The mutant versions of genes BMMGA3_RS03040, BMMGA3_RS13980, and BMMGA3_RS14080 comprising the SNPs T132I, ^∗150E, and H116N, respectively, were cloned into plasmid pBV2xp, and B. methanolicus WT was transformed with the constructed vectors, resulting in the strains XP03040, XP13980, and XP14080, respectively. WT (pBV2xp) was used as an empty vector control. The overexpression analysis was conducted in the presence and absence of 50 mM 5AVA (Figure 6). The COACH-D output (Supplementary Data) hinted at Fe²⁺ and Cu²⁺ as possible cofactors for the iron siderophore-binding protein and for the Rrf2 transcriptional regulator; therefore, FeSO₄ and CuSO₄, which already were ingredients of the MVcM formula, were titrated, respectively. In order to rule out a growth effect solely based on the supplementation of the cofactors, B. methanolicus strains WT and AVA10 were cultivated and supplemented with elevated levels of the proposed ligands (Supplementary Figure 2). No significant alteration of ΔOD₆₀₀ and growth rate was observed with the addition of 1,000 μM FeSO₄ (Supplementary Figure 2) and 3,200 μM CuSO₄ (Supplementary Figure 2), respectively. Cultivation of XP03040 revealed a similar growth pattern when compared to the control (Figure 6A). Similarly, in the presence of 5AVA, strain XP14080 did not grow to higher ΔOD₆₀₀ compared with the control regardless of the CuSO₄ concentration (Figure 6D). Thus, since their overexpression did not improve 5AVA tolerance, the respective SNPs present in AVA10 (leading to amino acid exchanges H116N for Rrf2 family transcriptional regulator and T132I for peptide MFS transporter) are not primarily responsible for improved 5AVA tolerance of the ALE strain AVA10.

FIGURE 6

Figure 6. Tolerance of B. methanolicus WT (pBV2xp) (A), XP03040 (B), XP13980 (C), and XP14080 (D) for 5AVA with cofactor titration. B. methanolicus cells were cultivated in MVcMY in the presence (+) and absence (−) of 50 mM 5AVA. The growth rates (empty diamonds) and ΔOD₆₀₀ (full squares) were determined. The cofactors FeSO₄ (0–1,000 μM) and CuSO₄ (0–3,200 μM) were titrated for strains XP13980 (C) and XP14080 (D), respectively, according to the function of proteins coded by their overexpressed genes and ligand prediction with COACH-D. Values and error bars represent means and standard deviations of triplicate cultivations.

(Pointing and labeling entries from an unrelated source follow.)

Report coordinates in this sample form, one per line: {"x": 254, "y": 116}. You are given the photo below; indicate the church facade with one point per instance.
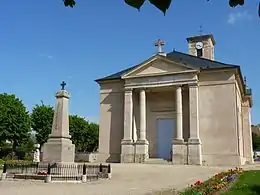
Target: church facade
{"x": 184, "y": 108}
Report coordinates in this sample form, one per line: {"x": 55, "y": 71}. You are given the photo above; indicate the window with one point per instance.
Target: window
{"x": 199, "y": 53}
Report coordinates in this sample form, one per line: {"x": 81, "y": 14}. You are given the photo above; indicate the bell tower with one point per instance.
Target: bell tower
{"x": 202, "y": 46}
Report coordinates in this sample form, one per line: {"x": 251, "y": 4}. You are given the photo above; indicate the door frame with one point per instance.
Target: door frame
{"x": 162, "y": 115}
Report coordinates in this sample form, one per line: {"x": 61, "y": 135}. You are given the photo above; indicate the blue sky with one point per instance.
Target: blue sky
{"x": 43, "y": 43}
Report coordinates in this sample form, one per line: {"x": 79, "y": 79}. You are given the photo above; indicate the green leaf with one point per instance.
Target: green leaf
{"x": 162, "y": 5}
{"x": 259, "y": 9}
{"x": 135, "y": 3}
{"x": 70, "y": 3}
{"x": 234, "y": 3}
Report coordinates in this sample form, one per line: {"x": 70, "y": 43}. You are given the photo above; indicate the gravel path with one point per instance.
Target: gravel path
{"x": 127, "y": 179}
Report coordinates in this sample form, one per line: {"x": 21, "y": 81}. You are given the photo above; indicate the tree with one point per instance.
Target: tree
{"x": 162, "y": 5}
{"x": 15, "y": 123}
{"x": 42, "y": 116}
{"x": 84, "y": 134}
{"x": 256, "y": 141}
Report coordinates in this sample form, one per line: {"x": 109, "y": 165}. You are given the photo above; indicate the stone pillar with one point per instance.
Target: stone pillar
{"x": 141, "y": 146}
{"x": 194, "y": 142}
{"x": 142, "y": 115}
{"x": 127, "y": 149}
{"x": 178, "y": 146}
{"x": 59, "y": 147}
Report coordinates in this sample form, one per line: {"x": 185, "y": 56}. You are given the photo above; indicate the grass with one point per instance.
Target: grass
{"x": 247, "y": 184}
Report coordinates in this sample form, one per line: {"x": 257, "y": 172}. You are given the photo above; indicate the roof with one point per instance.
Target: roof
{"x": 202, "y": 37}
{"x": 179, "y": 57}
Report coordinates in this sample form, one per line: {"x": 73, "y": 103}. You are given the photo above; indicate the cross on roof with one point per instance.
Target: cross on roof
{"x": 245, "y": 80}
{"x": 200, "y": 30}
{"x": 159, "y": 44}
{"x": 63, "y": 84}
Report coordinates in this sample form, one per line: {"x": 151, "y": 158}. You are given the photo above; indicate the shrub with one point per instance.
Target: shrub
{"x": 218, "y": 182}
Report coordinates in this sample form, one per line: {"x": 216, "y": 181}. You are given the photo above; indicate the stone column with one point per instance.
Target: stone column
{"x": 178, "y": 147}
{"x": 179, "y": 115}
{"x": 141, "y": 146}
{"x": 127, "y": 150}
{"x": 194, "y": 142}
{"x": 142, "y": 115}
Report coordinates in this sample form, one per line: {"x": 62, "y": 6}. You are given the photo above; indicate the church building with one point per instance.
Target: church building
{"x": 183, "y": 108}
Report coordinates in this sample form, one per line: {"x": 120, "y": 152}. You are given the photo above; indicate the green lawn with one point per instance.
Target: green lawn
{"x": 247, "y": 184}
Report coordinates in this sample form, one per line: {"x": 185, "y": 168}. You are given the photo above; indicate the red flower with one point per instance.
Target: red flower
{"x": 198, "y": 183}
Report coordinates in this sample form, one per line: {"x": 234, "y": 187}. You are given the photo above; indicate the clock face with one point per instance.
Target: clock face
{"x": 199, "y": 45}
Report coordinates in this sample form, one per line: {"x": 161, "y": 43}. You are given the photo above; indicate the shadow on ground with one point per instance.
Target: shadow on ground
{"x": 255, "y": 188}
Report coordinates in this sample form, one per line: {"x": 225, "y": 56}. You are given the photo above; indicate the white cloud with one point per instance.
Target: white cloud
{"x": 46, "y": 56}
{"x": 94, "y": 119}
{"x": 238, "y": 16}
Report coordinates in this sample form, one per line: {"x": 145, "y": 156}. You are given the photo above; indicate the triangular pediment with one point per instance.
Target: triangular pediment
{"x": 157, "y": 65}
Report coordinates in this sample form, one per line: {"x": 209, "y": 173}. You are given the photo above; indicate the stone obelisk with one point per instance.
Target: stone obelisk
{"x": 59, "y": 148}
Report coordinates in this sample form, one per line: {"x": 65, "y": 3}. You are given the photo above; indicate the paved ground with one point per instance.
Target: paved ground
{"x": 136, "y": 179}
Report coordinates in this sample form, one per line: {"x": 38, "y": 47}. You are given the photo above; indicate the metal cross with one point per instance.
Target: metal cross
{"x": 63, "y": 84}
{"x": 159, "y": 43}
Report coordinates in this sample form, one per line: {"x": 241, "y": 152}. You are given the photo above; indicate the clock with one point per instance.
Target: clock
{"x": 199, "y": 45}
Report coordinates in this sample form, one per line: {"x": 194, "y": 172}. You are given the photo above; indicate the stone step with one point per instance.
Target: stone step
{"x": 157, "y": 161}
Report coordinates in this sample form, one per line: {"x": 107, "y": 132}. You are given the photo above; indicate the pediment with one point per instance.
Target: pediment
{"x": 157, "y": 66}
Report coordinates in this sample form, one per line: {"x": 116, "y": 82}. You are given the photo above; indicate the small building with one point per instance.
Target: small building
{"x": 186, "y": 108}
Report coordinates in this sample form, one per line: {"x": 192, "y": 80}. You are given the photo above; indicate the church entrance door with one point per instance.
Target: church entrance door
{"x": 165, "y": 128}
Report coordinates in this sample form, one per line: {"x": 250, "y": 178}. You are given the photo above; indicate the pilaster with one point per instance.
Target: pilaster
{"x": 127, "y": 148}
{"x": 142, "y": 145}
{"x": 194, "y": 142}
{"x": 179, "y": 149}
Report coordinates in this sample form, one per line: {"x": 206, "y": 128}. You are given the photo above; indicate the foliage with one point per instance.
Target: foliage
{"x": 247, "y": 183}
{"x": 42, "y": 116}
{"x": 14, "y": 121}
{"x": 256, "y": 141}
{"x": 162, "y": 5}
{"x": 215, "y": 184}
{"x": 83, "y": 134}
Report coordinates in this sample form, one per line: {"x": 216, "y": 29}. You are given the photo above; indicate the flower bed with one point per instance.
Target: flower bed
{"x": 215, "y": 184}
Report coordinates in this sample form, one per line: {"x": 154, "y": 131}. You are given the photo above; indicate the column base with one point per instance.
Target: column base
{"x": 179, "y": 152}
{"x": 58, "y": 150}
{"x": 194, "y": 151}
{"x": 141, "y": 151}
{"x": 127, "y": 151}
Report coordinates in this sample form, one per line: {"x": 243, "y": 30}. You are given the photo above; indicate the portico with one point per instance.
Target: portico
{"x": 142, "y": 100}
{"x": 186, "y": 108}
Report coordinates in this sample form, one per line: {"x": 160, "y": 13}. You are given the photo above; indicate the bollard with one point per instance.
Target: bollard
{"x": 109, "y": 173}
{"x": 3, "y": 176}
{"x": 48, "y": 176}
{"x": 100, "y": 168}
{"x": 84, "y": 176}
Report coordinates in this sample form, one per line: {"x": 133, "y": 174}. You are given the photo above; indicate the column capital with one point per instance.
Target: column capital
{"x": 193, "y": 85}
{"x": 128, "y": 90}
{"x": 143, "y": 89}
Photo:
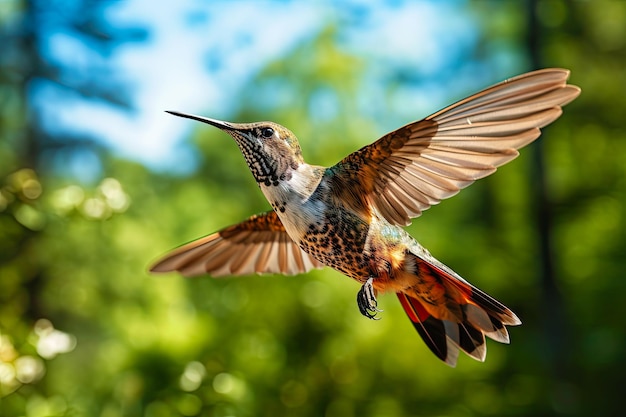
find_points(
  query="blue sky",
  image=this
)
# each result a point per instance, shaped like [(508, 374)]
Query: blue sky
[(170, 70)]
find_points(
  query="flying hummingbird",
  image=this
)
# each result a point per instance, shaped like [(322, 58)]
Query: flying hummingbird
[(350, 216)]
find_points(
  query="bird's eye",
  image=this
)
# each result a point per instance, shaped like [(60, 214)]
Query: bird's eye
[(267, 132)]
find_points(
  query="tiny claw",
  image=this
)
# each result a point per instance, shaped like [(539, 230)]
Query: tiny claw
[(366, 300)]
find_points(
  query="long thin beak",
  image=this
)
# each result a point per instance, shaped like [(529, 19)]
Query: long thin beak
[(217, 123)]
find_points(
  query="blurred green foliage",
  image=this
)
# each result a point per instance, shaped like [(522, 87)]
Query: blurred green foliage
[(84, 330)]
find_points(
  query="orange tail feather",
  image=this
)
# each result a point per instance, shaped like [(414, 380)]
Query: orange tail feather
[(480, 315)]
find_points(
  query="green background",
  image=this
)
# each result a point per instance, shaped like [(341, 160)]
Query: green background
[(84, 330)]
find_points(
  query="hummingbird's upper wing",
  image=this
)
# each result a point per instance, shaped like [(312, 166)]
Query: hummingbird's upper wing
[(259, 244), (420, 164)]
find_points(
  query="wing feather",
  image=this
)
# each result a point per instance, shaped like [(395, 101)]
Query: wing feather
[(260, 245), (412, 168)]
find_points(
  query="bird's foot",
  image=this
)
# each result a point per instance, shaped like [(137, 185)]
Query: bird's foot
[(366, 300)]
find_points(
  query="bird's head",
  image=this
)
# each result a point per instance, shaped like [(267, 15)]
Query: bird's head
[(271, 150)]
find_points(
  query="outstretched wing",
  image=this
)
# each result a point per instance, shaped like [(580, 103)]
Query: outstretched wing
[(260, 244), (410, 169)]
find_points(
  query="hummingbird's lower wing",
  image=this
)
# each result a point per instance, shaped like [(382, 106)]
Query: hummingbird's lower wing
[(259, 244), (410, 169)]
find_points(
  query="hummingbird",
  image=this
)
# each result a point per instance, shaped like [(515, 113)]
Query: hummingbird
[(350, 216)]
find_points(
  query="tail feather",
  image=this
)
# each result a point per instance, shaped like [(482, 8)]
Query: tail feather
[(459, 319)]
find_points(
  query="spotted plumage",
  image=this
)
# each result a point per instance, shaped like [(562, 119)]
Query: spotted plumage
[(349, 216)]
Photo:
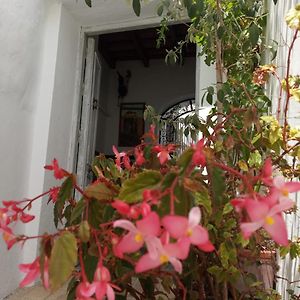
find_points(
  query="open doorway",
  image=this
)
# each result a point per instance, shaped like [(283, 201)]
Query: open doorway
[(125, 72)]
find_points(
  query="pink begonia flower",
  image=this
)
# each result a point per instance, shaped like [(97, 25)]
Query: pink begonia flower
[(26, 218), (280, 189), (85, 290), (270, 218), (163, 152), (126, 162), (198, 156), (189, 228), (58, 172), (151, 196), (33, 271), (9, 238), (139, 156), (103, 285), (266, 172), (133, 211), (144, 232), (165, 253), (118, 157), (53, 194)]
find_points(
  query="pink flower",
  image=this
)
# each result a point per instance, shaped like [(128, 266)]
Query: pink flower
[(198, 156), (85, 290), (144, 232), (4, 218), (59, 173), (26, 218), (54, 193), (151, 196), (189, 228), (9, 238), (33, 271), (164, 254), (139, 156), (279, 191), (103, 285), (132, 212), (118, 157), (266, 172), (270, 218), (163, 152)]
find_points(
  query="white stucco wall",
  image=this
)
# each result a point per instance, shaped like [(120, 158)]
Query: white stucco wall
[(63, 103), (159, 85), (40, 65), (21, 34), (279, 31)]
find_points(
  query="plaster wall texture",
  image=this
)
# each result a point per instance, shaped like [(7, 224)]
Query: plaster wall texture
[(63, 103), (21, 29), (279, 31), (159, 85)]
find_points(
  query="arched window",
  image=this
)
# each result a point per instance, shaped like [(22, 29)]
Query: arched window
[(172, 117)]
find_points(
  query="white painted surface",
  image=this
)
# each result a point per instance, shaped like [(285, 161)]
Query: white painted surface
[(23, 26), (279, 31), (63, 103), (108, 11), (86, 125), (159, 86)]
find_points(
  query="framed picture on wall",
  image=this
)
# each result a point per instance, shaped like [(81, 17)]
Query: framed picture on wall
[(131, 124)]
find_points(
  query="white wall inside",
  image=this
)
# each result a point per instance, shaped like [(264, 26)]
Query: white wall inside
[(21, 35), (159, 85)]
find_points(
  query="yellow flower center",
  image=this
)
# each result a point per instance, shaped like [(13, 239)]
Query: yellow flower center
[(285, 192), (164, 259), (269, 220), (189, 232), (138, 238)]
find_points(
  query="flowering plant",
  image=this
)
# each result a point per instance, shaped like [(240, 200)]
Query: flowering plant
[(154, 223)]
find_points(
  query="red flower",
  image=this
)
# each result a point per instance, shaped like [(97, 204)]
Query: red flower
[(33, 271), (163, 152), (59, 173), (26, 218), (139, 156), (198, 156), (54, 193)]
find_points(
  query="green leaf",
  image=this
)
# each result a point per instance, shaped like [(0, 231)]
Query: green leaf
[(77, 211), (227, 208), (136, 5), (95, 216), (254, 32), (88, 3), (220, 31), (224, 255), (202, 198), (160, 10), (63, 259), (133, 188), (185, 158), (84, 231), (99, 191), (65, 193), (218, 186), (255, 159), (209, 98)]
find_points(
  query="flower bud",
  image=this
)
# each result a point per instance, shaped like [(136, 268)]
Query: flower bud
[(293, 17)]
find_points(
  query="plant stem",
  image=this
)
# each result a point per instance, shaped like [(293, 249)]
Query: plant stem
[(288, 92)]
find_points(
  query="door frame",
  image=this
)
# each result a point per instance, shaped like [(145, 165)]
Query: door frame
[(85, 32)]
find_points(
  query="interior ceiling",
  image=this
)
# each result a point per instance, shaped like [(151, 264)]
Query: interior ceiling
[(141, 45)]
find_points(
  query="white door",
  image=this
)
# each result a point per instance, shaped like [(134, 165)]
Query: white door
[(89, 114)]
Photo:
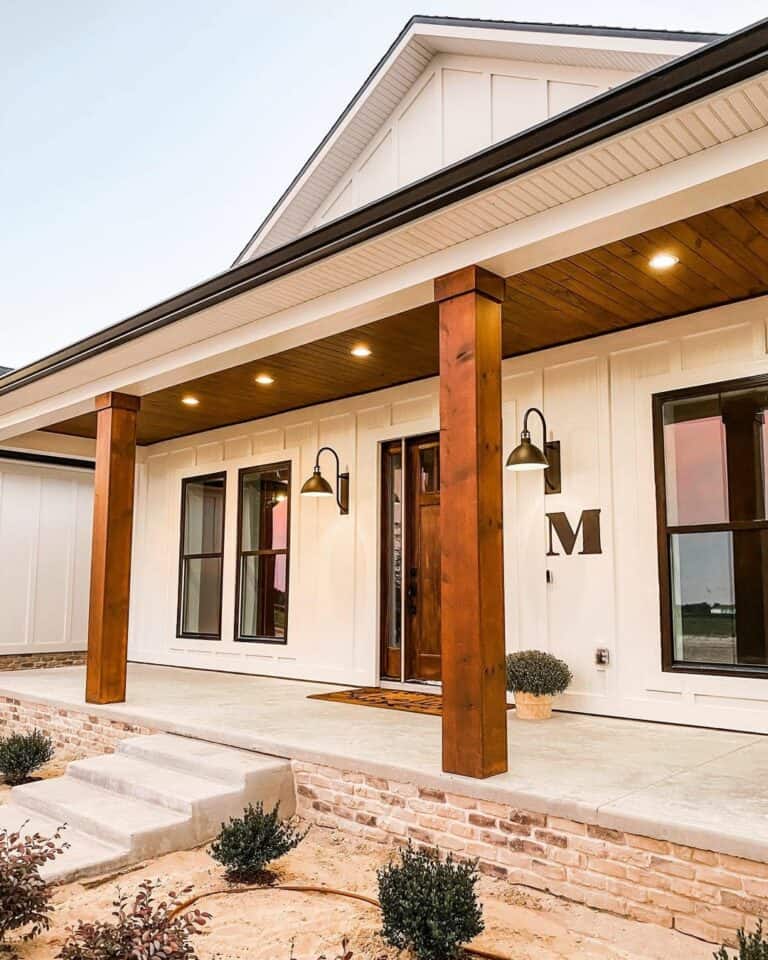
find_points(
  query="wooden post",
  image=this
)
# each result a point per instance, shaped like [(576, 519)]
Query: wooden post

By contrast, while strain XP13980 grew like the empty vector control in the absence and presence of 50 mM 5AVA, increasing the iron concentration in the presence of 5AVA resulted in a 126% higher growth rate (0.77 ± 0.10 vs. 0.34 ± 0.04 h^–1) and 123% higher ΔOD₆₀₀ (1.7 ± 0.3 vs. 0.8 ± 0.0) (Figure 6C). The maximal ΔOD₆₀₀ of strain XP13980 (1.7 ± 0.3) was still lower than that of AVA10 (2.9 ± 0.1) (Figure 1B). Notably, the growth rate of XP13980 (0.77 ± 0.10 h^–1) surpassed that of ALE strain AVA10 (0.62 ± 0.00 h^–1) (Figure 1B). Thus, the increased tolerance of AVA10 to 5AVA is possibly due to the SNP in BMMGA3_RS13980 that reverted a stop codon at position 150, leading to the full-length iron siderophore-binding protein. As the native BMMGA3_RS13980 was not characterized in the same experiment, higher tolerance due to overexpression of the non-mutant version or a combinatorial effect is possible. Commensurate with its function in iron acquisition, increased Fe²⁺ supplementation improved growth of strains AVA10 and XP13980 in the presence of 5AVA, but not of WT that lacked the full-length iron siderophore-binding protein.

Discussion

Among the tested short-chain (C4–C6) amino acids, diamines, and dicarboxylic acids, extracellularly added 5AVA already impaired growth of B. methanolicus at 10 mM. In the presence of 5AVA, the general stress response was triggered, and RNA levels of iron transport genes (BMMGA3_RS13980 and BMMGA3_RS13970) were increased, while the gene coding for an Rrf2 family transcriptional regulator (BMMGA3_RS14080) showed reduced levels. Notably, mutants with increased 5AVA tolerance selected by ALE carried SNPs in two of these genes (BMMGA3_RS14080 and BMMGA3_RS13980). Moreover, overexpression of the mutant version of BMMGA3_RS13980 in combination with Fe²⁺ supplementation improved 5AVA tolerance of B. methanolicus almost to the level of the ALE mutant.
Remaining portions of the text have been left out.